Jetsons cityI’ve been seeing smart cities mentioned a lot over the last few years and so I spent some time lately reading about them to see what all the fuss is about. I found some of what I expected, but I also found a few surprises.

What I expected to find is that the smart city concept means applying computer systems to automate and improve some of the major systems that operate a city. And that is what I found. The first smart city concept was one of using computers to improve traffic flow, and that is something that is getting better all the time. With sensors in the roads and computerized lights, traffic systems are able to react to the actual traffic and work to clear traffic jams. And I read that this is going to work a lot better in the near future.

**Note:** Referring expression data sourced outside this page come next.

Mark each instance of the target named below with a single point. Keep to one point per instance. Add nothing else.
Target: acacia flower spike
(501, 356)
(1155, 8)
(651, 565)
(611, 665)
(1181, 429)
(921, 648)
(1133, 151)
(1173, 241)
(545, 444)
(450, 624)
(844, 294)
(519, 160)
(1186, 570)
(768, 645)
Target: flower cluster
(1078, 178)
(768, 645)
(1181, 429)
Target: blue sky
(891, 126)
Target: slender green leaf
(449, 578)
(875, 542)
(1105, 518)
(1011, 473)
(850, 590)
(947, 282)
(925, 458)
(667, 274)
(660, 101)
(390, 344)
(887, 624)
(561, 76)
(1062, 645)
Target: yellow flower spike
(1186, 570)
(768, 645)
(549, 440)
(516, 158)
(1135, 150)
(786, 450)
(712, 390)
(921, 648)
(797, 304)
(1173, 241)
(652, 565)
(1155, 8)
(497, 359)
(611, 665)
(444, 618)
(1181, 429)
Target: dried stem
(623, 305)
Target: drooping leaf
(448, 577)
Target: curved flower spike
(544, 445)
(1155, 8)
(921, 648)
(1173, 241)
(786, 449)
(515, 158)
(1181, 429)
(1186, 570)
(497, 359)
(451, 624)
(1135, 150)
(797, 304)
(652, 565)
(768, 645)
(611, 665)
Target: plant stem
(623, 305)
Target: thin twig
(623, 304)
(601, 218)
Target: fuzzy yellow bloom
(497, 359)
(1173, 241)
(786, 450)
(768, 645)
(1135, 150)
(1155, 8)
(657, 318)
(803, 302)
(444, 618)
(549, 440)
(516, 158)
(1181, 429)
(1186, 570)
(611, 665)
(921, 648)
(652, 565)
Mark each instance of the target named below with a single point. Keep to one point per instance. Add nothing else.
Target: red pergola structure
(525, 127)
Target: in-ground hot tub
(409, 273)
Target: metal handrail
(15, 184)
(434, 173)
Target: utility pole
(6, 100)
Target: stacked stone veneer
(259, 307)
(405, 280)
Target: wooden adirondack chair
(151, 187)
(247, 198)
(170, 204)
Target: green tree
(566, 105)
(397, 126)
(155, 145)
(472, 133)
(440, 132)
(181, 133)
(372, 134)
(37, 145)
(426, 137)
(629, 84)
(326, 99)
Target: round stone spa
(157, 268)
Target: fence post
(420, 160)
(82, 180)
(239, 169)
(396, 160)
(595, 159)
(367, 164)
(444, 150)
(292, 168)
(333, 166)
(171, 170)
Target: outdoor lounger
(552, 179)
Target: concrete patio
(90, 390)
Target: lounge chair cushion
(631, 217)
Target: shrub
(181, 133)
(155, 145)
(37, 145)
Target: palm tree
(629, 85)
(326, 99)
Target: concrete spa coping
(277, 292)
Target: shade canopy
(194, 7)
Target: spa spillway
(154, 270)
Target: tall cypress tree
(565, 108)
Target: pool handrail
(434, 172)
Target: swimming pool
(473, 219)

But smart city means a lot more. It means constructing interconnected webs of smart buildings that use green technology to save energy or to even generate some of the energy they need. It means surveillance systems to help deter and solve crimes. It means making government more responsive to citizen needs in areas like recycling, trash removal, snow removal, and general interfaces with city systems for permits, taxes, and other needs. And it’s going to soon mean integrating the Internet of Things into a city to perfect the many goals of governments doing a better job.

I also found that this is a worldwide phenomenon and there is some global competition between the US, Europe, China, and India to produce the most efficient smart cities. The conventional wisdom is that smart cities will become the foci of global trade and that smart cities will be the big winners in the battle for global economic dominance.

But I also found a few things I didn’t know. It turns out that the whole smart city concept was dreamed up by companies like IBM, Cisco, and Software AG. The whole phenomenon was not so much a case of cities clamoring for solutions, but rather of these large companies selling a vision of where cities ought to be going. And the cynic in me sees red flags and wonders how much of this phenomenon is an attempt to sell large, overpriced hardware and software systems to cities. After all, governments have always been some of the best clients for large corporations because they will often overpay and have fewer performance demands than commercial customers.

I agree that many of the goals for smart cities sound like great ideas. Anybody who has ever sat at a red light for a long time while no traffic was moving on the cross street has wished that a smart computer could change the light as needed. The savings for a community for more efficient traffic is immense in terms of saved time, more efficient businesses, and less pollution. And most cities could certainly be more efficient when dealing with citizens. It would be nice to be able to put a large piece of trash on the curb and have it whisked away quickly, or to be able to process a needed permit or license online without having to stand in line at a government office.

But at some point a lot of what the smart city vendors are pushing starts to sound like a big brother solution. For example, they are pushing surveillance cameras everywhere tied into software systems smart enough to make sense out of the mountains of captured images. But I suspect that most people who live in a city don’t want their city government spying and remembering everything they do in public any more than we want the NSA to spy on our Internet usage at the federal level.

So perhaps cities can be made too smart. I can’t imagine anybody who minds if cities get more efficient at the things they are supposed to provide for citizens. People want their local government to fix the potholes, deliver drinkable water, provide practical mass transit, keep the traffic moving, and make them feel safe when they walk down the street. When cities go too much past those basic needs they either have crossed the line into being too intrusive in our lives, or they are stepping over the line and competing with things that commercial companies ought to be doing. So I guess we want our cities to be smart, but not too smart.